INGRAM MICRO HOLDING CORP (INGM)
Sector: Information Technology
2026 Annual Meeting Analysis
INGRAM MICRO HOLDING CORP · Meeting: May 13, 2026
Directors FOR
3
Directors AGAINST
1
Say on Pay
FOR
Auditor
AGAINST
Director Elections
Election of Four Directors to Three-Year Terms
Against Analysis
Sigler has served since July 2021, meaning her tenure fully overlaps the three-year period during which Ingram Micro's stock returned only +2.5% while the XLK technology ETF returned +84.2% — a gap of -81.7 percentage points, well above the 50-point threshold that triggers a no vote for directors overseeing a company with low-positive absolute returns; the 5-year TSR is identical (+2.5%) so the longer-track-record mitigant does not apply, confirming sustained underperformance rather than a temporary trough.
For Analysis
Kelln joined the board in October 2024, within the 24-month exemption window, so the TSR underperformance trigger does not apply; he has relevant private equity and operational experience and attended all required meetings.
Wienbar joined the board in October 2024, within the 24-month exemption window, so the TSR underperformance trigger does not apply; she has relevant technology and public company board experience and serves on the audit committee with appropriate financial background.
Worley joined the board in October 2024, within the 24-month exemption window, so the TSR underperformance trigger does not apply; he has relevant financial due diligence and transactional experience.
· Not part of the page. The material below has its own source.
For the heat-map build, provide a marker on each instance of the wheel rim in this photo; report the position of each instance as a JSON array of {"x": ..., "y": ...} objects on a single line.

Of the four Class II nominees, three (Kelln, Wienbar, Worley) joined in October 2024 and are exempt from the TSR trigger under the 24-month new-director rule. Sigler, who has served since July 2021, is subject to the full TSR trigger: Ingram Micro's 3-year stock return of +2.5% trails the XLK technology ETF benchmark by -81.7 percentage points, far exceeding the 50-point threshold applicable when absolute returns are in the low-positive range, and the 5-year record offers no relief. A vote AGAINST Sigler is warranted; the other three nominees receive a FOR.
Say on Pay
✓ FORCEO
Paul Bay
Total Comp
$9,665,531
Prior Support
98.79%%
CEO Paul Bay's total reported compensation of $9,665,531 for Fiscal Year 2025 is reasonable for a technology distribution company of Ingram Micro's scale (~$5.8B market cap, revenues between $12.5B and $50B per the proxy), and the proxy discloses that his base salary of $950,000 is actually below the 25th percentile of the peer group — suggesting the pay level is not inflated. The pay structure is well-designed: 65% of the CEO's total target direct compensation is performance-based (annual cash incentive tied to Adjusted EBITDA and Free Cash Flow, plus performance stock awards tied to non-GAAP Net Income, Adjusted ROIC, and Free Cash Flow over a three-year period), comfortably exceeding the 50-60% variable pay threshold; the remaining equity is time-vesting restricted stock units that still require continued service. The company received 98.79% support on Say on Pay at the 2025 annual meeting, maintains both a mandatory Dodd-Frank clawback policy and a broader discretionary clawback policy, and the annual bonus was voluntarily capped at 120% (below the formula result of 122.27%) — all of which reflect sound governance around incentive pay.
Auditor Ratification
✗ AGAINSTAuditor
PricewaterhouseCoopers LLP
Tenure
31 yrs
Audit Fees
$12,465,203
Non-Audit Fees
$2,833,113
PwC has audited Ingram Micro continuously since at least 1994 — a tenure of approximately 31 years — which exceeds the 25-year threshold that triggers a no vote under our policy; the proxy does not provide a specific and compelling rationale for continued engagement such as a disclosed multi-year rotation plan or exceptional audit quality metrics that would override this trigger. The non-audit fee ratio of approximately 22.7% is comfortably below the 50% independence threshold and does not raise additional concerns, but the tenure issue alone is sufficient to warrant a vote against ratification.
Overall Assessment
The 2026 Ingram Micro annual meeting presents three proposals: a director election slate of four Class II nominees (one of whom, Mary Ann Sigler, receives an AGAINST vote due to sustained and severe stock underperformance during her tenure since 2021), an auditor ratification for PwC that receives an AGAINST vote solely due to PwC's approximately 31-year tenure exceeding the policy's 25-year independence threshold, and a Say on Pay proposal that receives a FOR vote given a reasonable and well-structured pay program with strong shareholder support in the prior year. No stockholder proposals appear on this ballot.